苫小牧福音教会 水草牧師のメモ

聖書というメガネで、神が造られた世界と人間とその歴史を見てみたら、という意識で書いたメモです。

詐欺師が詐欺師にだまされて

 ヤコブはいのちからがら兄の怒りをのがれて杖一本もって母の故郷ハランの地に到着した。井戸のかたわらで初対面の従妹ラケルにひとめぼれしてしまう。旅の心細さもあいまって激情にかられたヤコブは大胆にも接吻をする。

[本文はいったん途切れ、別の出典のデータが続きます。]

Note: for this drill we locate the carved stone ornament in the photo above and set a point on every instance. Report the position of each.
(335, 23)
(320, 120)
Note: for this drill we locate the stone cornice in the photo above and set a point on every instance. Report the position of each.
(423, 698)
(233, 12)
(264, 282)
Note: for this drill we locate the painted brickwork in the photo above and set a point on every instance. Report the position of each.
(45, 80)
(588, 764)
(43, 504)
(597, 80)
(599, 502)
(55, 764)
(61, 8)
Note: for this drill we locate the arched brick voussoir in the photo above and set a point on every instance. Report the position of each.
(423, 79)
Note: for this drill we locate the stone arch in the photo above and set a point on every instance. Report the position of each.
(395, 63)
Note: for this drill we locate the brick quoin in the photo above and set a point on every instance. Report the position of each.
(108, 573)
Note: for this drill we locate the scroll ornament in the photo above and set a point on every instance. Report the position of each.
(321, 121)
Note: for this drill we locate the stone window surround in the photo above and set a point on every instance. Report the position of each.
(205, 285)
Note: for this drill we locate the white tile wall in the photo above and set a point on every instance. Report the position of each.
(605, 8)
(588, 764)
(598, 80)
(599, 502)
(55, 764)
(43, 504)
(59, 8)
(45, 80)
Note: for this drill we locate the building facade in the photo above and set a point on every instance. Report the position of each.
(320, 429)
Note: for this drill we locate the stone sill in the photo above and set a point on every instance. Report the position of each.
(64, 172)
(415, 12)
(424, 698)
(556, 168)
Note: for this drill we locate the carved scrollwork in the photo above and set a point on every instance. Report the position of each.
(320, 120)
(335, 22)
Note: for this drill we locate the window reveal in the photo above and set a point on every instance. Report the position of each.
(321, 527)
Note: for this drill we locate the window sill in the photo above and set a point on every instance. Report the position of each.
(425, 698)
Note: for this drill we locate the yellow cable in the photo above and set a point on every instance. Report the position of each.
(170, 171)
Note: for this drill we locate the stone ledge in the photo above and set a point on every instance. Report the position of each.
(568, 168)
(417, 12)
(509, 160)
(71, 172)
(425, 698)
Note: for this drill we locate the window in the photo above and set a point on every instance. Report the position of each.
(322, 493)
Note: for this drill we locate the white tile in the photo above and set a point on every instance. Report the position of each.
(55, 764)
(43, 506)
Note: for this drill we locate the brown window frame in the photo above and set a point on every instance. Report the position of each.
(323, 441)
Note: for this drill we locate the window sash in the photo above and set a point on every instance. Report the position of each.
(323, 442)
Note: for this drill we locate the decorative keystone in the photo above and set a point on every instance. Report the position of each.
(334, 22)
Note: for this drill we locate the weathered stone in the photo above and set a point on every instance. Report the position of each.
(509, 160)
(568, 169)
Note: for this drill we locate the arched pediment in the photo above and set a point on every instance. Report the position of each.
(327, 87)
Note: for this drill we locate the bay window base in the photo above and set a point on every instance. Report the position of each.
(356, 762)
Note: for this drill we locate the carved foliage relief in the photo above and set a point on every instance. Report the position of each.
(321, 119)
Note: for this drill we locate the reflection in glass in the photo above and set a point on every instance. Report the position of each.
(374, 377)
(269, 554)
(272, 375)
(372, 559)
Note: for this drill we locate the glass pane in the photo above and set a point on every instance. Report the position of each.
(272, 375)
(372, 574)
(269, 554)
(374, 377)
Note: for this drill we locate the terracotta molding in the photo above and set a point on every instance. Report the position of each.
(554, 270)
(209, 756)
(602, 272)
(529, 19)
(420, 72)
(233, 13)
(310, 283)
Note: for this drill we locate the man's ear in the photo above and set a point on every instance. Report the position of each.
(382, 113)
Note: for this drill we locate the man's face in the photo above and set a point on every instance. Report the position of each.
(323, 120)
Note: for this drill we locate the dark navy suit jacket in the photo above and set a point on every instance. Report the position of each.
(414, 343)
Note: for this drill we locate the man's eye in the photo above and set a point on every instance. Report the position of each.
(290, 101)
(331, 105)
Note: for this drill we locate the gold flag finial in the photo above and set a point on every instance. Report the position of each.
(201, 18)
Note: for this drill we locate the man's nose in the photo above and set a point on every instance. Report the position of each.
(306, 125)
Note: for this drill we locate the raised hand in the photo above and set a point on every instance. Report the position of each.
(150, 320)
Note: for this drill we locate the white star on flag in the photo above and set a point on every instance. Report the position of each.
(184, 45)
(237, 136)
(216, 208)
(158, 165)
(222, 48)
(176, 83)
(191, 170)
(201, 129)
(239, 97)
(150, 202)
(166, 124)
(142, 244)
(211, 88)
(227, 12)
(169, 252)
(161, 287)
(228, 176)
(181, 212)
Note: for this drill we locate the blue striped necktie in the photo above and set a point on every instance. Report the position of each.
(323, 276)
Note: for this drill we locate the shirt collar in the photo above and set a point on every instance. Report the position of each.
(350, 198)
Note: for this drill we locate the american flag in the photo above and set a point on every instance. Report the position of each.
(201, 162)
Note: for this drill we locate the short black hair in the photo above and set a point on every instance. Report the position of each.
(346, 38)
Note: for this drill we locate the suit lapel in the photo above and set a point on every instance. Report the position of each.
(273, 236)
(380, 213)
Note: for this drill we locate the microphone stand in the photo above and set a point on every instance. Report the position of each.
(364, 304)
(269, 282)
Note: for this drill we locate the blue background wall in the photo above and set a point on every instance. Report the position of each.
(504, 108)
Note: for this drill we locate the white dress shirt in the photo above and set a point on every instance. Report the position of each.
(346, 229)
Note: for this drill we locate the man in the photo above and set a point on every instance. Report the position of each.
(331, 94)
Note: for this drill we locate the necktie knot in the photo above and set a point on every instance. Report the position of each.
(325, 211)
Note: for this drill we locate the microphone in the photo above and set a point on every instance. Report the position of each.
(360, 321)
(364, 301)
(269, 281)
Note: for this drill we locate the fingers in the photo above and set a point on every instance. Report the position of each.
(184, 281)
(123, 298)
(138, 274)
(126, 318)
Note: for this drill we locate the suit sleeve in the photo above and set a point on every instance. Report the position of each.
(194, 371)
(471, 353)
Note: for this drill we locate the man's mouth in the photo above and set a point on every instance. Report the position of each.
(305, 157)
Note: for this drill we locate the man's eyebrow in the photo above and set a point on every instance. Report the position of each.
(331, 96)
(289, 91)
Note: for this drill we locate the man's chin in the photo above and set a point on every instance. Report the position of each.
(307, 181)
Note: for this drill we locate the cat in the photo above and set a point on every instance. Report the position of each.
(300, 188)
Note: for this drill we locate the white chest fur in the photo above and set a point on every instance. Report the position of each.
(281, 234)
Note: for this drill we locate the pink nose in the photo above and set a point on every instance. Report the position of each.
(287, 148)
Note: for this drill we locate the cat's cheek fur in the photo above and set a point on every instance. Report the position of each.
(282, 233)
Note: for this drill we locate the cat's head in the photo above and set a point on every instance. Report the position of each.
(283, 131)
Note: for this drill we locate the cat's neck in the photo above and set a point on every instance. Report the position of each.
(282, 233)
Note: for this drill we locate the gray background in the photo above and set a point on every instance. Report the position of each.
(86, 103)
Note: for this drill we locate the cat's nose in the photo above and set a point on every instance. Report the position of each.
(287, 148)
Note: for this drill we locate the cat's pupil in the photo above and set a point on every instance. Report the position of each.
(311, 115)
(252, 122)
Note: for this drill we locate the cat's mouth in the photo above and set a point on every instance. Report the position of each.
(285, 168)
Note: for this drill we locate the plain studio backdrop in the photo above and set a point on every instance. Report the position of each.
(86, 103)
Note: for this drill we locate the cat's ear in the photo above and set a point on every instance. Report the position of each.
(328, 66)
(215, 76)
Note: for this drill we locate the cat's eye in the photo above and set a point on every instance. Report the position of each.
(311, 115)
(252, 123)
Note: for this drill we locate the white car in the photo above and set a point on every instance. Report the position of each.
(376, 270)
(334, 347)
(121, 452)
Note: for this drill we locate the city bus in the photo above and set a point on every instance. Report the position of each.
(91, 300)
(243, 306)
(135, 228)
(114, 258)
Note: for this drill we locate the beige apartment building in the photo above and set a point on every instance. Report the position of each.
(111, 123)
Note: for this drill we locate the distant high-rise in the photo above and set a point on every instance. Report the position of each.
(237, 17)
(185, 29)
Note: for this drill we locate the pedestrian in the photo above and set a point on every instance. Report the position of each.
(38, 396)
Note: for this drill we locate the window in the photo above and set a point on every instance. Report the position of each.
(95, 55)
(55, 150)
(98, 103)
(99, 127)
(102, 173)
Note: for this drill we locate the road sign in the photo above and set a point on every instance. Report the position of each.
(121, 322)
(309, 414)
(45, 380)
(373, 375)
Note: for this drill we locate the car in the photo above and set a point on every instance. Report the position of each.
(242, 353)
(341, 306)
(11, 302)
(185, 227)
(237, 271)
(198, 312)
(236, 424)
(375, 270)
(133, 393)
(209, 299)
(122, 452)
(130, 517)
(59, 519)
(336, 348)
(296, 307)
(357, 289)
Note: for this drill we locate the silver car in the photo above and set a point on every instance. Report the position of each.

ラケルは頬を染めて父ラバンのもとに走った。

29:12 ヤコブが、自分は彼女の父の親類であり、リベカの子であることをラケルに告げたので、彼女は走って行って、父にそのことを告げた。
29:13 ラバンは、妹の子ヤコブのことを聞くとすぐ、彼を迎えに走って行き、彼を抱いて、口づけした。そして彼を自分の家に連れて来た。ヤコブはラバンに、事の次第のすべてを話した。
29:14 ラバンは彼に、「あなたはほんとうに私の骨肉です」と言った。こうしてヤコブは彼のところに一か月滞在した。(創世記29章)

 妹リベカを娶るときには、伯父アブラハムラクダに宝物を積んでしもべを遣してきたのに、ヤコブはたったひとりで手ぶらでやって来たのである。顔を見るのもはじめてなのである。もしかしたら、別の男がなりすましてきたのかもしれない。また、本人であったとしても、人殺しでもして、逃亡してきたのではないかと怪しまれても仕方がない。ここは、ヤコブとしては事の次第をすべて話すほかなかったのである。
 事の次第を聞いて、ラバンは「おまえはほんとうにわしの骨肉だなあ」と言ったことばは、単になりすましでなく本物の甥だということではなく、意味深長である。ヤコブが兄エサウの長子の権を奪い、父の祝福を奪った話を聞いて、ラバンはまるで自分自身を見ているように思ったのである。このあとヤコブはおじラバンにだまされて、十四年間ひどい目に遭うことになる。詐欺師が詐欺師にだまされたようなものである。
 だが、これもまた神の摂理によることだった。ヤコブは「量るように量り返され」て、初めて自分が兄にしたことがどういうことであったのかを思い知ることになる。聖なる陶器師の力強い手のなかでヤコブはぎゅーぎゅーと練られて行く。